Pure Austria (1): Where is The Sound of Music

Salzburg

There is no border between Germany and Austria, and if it weren't for the change in speed limits on motorways, if it weren't for the picturesque, crystal clear lakes that we would have always felt like on German soil. Austrian highways have a speed limit of 130 km/h, but it is rare to see people driving fast in a desperate way, which is very different from the experience on German highways. Foreigners need an international driver's license to drive in Austria, so we spent $20 in the United States before we left. It is strange that the countries to which the international driver's license applies does not include China.

We arrived in Salzburg at 9am. Because of our experience finding a parking space in the city of Munich, we found a place to park in Salzburg in Munich, so we went straight to the parking lot and started our first tour in Austria.

Pure Austria (1): Where is The Sound of Music

Mirabell Gardens

Salzburg rose to fame with a movie known as The Sound of Music. The film's interludes "Do-Re-Mi" and "Edelweiss" were sung around the world and covered into Chinese versions. The film won five Academy Awards and five nominations in 1965, and The Sound of Music was filmed in Salzburg.

Salzburg, which means "Salt Castle" in German, is the fourth largest city in Austria and the oldest in Austria, and has been inhabited since the Neolithic Age. The city's architectural style is dominated by Baroque, which is a melting pot of Nordic and Southern European culture and art, and is known as the "Rome of the North". It is the gateway of the Alps and is a veritable mountain town with the highest green coverage in Europe. Our journey in Salzburg started at Mirabell Gardens near the old town.

Pure Austria (1): Where is The Sound of Music

Fountain in Mirabell Gardens

The Mirabell Gardens is a garden built in 1606 by The Prince of the Habsburg dynasty and the supreme governor of Salzburg, Archbishop Wolf Dietrich, for his lover. Mirabell Gardens is a synthesis of two people each taking their own name, which means "amazingly beautiful" in Italian. So carefully built a garden for his lover and named it, this lover must have been extraordinary in the heart of this archbishop. Indeed, the archbishop's lover not only came from a prestigious origin, but also bore the archbishop 15 children. If it were not for the fact that the archbishop could not marry, his lover would have been the wife of the ming media.

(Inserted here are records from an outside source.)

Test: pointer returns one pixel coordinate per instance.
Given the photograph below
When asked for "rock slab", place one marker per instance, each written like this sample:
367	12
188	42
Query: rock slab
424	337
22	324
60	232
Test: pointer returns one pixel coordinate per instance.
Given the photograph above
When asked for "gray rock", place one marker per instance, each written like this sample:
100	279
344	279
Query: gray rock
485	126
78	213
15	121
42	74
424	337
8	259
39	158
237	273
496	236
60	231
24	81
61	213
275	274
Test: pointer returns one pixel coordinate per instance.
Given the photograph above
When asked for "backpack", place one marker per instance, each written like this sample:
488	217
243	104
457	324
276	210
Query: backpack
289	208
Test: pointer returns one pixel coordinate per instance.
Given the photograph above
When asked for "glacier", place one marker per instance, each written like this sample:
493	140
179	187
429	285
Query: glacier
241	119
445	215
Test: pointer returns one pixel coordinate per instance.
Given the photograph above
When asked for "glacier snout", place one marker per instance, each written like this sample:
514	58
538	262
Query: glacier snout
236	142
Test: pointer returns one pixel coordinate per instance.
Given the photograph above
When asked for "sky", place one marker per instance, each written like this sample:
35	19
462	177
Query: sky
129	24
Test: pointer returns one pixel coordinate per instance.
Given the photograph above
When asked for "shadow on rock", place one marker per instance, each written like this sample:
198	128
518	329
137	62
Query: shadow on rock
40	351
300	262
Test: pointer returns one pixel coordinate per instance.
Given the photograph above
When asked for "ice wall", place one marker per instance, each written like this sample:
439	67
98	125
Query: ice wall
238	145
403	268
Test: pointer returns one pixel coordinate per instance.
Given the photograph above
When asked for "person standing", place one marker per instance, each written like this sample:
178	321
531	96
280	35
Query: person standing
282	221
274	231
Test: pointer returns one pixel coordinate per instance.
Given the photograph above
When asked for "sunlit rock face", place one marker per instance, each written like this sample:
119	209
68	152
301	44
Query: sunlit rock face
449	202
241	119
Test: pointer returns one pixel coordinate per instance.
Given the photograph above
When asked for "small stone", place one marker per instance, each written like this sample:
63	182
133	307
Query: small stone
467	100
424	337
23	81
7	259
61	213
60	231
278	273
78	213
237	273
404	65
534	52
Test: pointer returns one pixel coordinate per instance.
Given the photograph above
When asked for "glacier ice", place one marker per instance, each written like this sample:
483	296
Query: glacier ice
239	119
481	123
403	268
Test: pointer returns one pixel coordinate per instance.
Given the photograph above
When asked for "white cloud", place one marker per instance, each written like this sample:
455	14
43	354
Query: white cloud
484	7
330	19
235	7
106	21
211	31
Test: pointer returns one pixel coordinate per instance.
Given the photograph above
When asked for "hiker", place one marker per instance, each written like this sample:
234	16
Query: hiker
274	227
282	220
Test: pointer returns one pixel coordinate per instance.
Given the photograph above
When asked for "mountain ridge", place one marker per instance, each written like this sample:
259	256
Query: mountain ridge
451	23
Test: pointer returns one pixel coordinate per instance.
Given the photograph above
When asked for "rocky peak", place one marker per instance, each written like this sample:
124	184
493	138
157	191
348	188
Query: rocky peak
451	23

This Baroque garden is indeed as its name suggests, beautiful and extraordinary, with green grass and flowers. In the distance, there is a sea of colorful flowers. Flowers and plants are trimmed into different shapes, embellished with cleverly designed fountains that spray water from the mouths of the birds parked on the maidens. Surrounded by four groups of large stone sculptures based on Greek mythology, representing wind, earth, water, and fire. The back garden of the Colonel's house in The Sound of Music, where the male and female protagonists danced, is here; and Maria and her seven children sang and danced around the fountain in the center of the garden, and the children used the stairs leading to Rose Hill as a scale and sang the popular "Do-Re-Mi" from this garden.